Transfer in a medical context refers to the movement of a patient from one location to another, either within the same hospital (intra-hospital transfer) or between different hospitals (inter-hospital transfer). Both types require careful planning to ensure patient safety, as critically ill patients are particularly vulnerable during transitions when monitoring and emergency equipment may be temporarily reduced.
Intra-hospital transfers are common for critically ill patients requiring investigations or procedures not available at the bedside. Following cardiac arrest, patients in the intensive care unit may need to be transferred to the radiology department for CT brain imaging, to the cardiac catheterisation laboratory for coronary angiography, or to operating theatres for surgery. These transfers are conducted with full monitoring, a doctor and nurse in attendance, and resuscitation equipment immediately available.

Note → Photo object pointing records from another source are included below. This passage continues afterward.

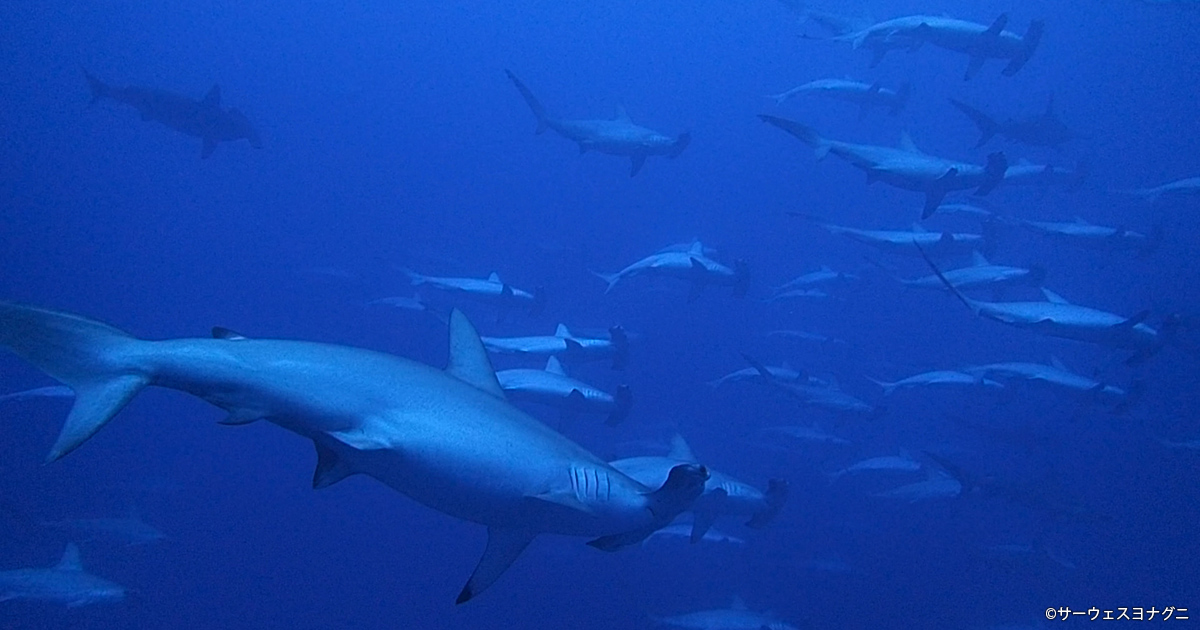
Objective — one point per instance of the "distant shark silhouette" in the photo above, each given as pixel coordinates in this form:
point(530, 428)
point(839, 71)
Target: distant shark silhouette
point(204, 119)
point(66, 582)
point(618, 136)
point(447, 438)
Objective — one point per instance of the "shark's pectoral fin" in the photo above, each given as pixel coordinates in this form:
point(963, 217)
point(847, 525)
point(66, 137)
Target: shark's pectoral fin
point(619, 541)
point(221, 333)
point(702, 523)
point(574, 405)
point(1128, 324)
point(330, 468)
point(468, 358)
point(96, 403)
point(503, 547)
point(973, 66)
point(639, 161)
point(563, 499)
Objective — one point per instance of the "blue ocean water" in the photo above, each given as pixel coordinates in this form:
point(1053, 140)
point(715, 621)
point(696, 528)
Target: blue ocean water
point(393, 138)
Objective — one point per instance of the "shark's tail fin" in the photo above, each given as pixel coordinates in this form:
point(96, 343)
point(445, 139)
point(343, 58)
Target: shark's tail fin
point(624, 400)
point(99, 88)
point(1029, 46)
point(777, 496)
point(888, 388)
point(539, 301)
point(802, 132)
point(741, 279)
point(901, 99)
point(619, 340)
point(987, 125)
point(681, 143)
point(93, 359)
point(532, 101)
point(414, 279)
point(683, 486)
point(1156, 239)
point(994, 173)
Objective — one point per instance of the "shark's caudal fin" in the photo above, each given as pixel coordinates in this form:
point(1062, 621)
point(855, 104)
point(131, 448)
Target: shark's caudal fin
point(742, 279)
point(532, 101)
point(624, 401)
point(70, 561)
point(802, 132)
point(971, 304)
point(901, 99)
point(777, 496)
point(88, 357)
point(684, 484)
point(888, 388)
point(503, 547)
point(994, 173)
point(987, 125)
point(99, 89)
point(1029, 46)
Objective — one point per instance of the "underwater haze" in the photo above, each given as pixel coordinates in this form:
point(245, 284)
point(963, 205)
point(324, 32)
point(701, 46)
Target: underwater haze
point(349, 173)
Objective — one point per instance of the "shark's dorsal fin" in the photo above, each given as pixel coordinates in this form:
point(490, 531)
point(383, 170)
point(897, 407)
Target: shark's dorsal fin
point(70, 561)
point(681, 450)
point(213, 97)
point(221, 333)
point(468, 359)
point(555, 367)
point(503, 547)
point(330, 468)
point(906, 144)
point(1054, 298)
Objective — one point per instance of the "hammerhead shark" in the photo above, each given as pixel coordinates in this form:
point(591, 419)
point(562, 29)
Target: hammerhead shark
point(905, 167)
point(205, 118)
point(448, 438)
point(618, 136)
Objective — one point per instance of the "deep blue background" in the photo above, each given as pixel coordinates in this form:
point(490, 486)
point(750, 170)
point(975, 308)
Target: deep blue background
point(393, 137)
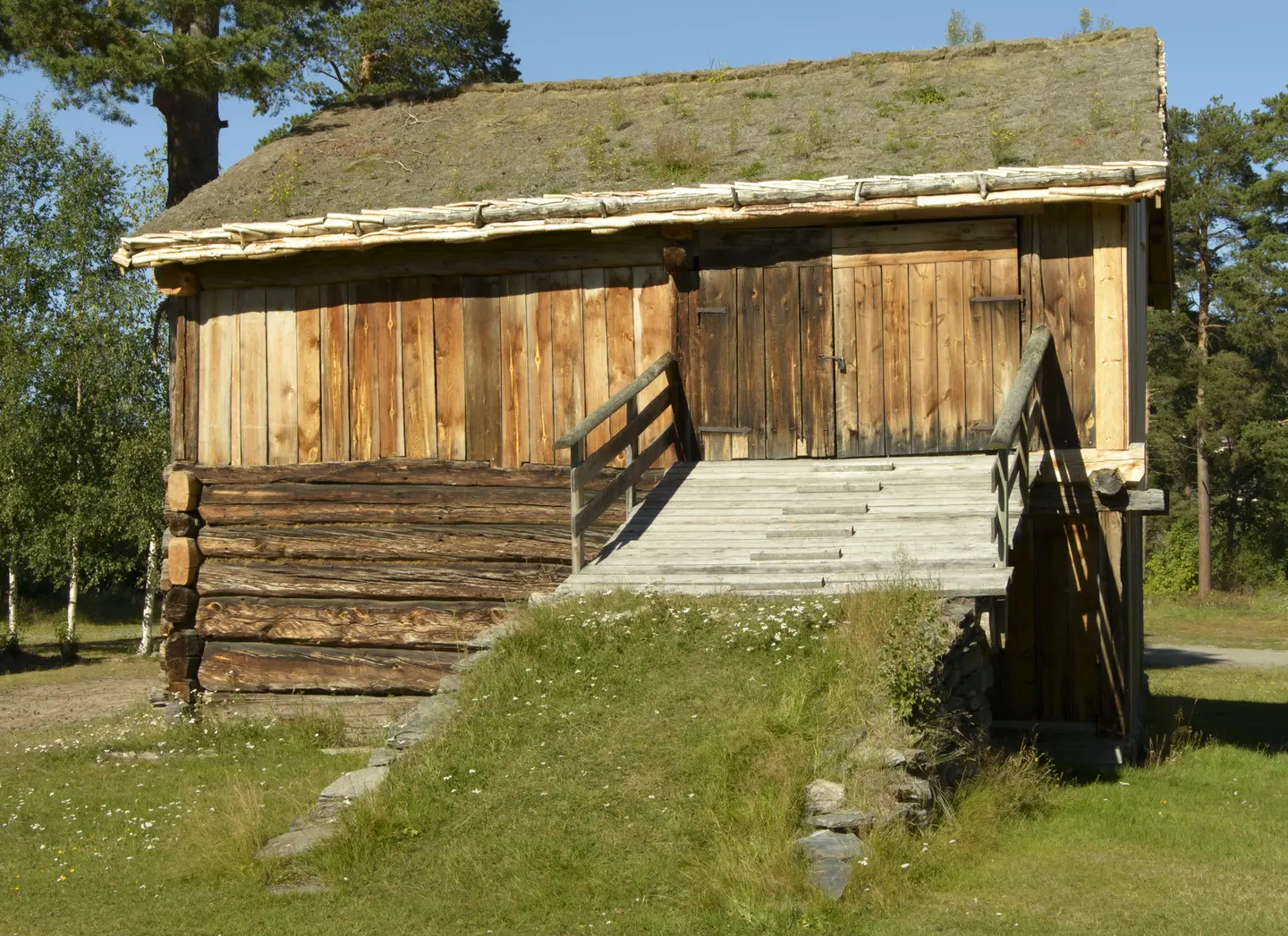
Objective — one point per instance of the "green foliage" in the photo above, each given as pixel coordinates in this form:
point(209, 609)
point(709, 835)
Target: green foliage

Inter-hospital transfer may be necessary when a patient requires specialist care not available at the referring hospital. For cardiac arrest survivors, this can include transfer to a specialist centre for primary PCI, cardiac surgery, or specialist neurorehabilitation. Transfers are coordinated through regional networks and may involve critical care transport teams. The clinical condition, stability, and urgency are carefully assessed before transfer, and families are informed and given contact details for the receiving unit.
For families, finding out that a loved one is being transferred to another hospital can be distressing. The transferring team will explain the reason for the transfer, the destination, and how to make contact with the receiving team. Continuity of care is maintained through a detailed handover between the transferring and receiving clinical teams.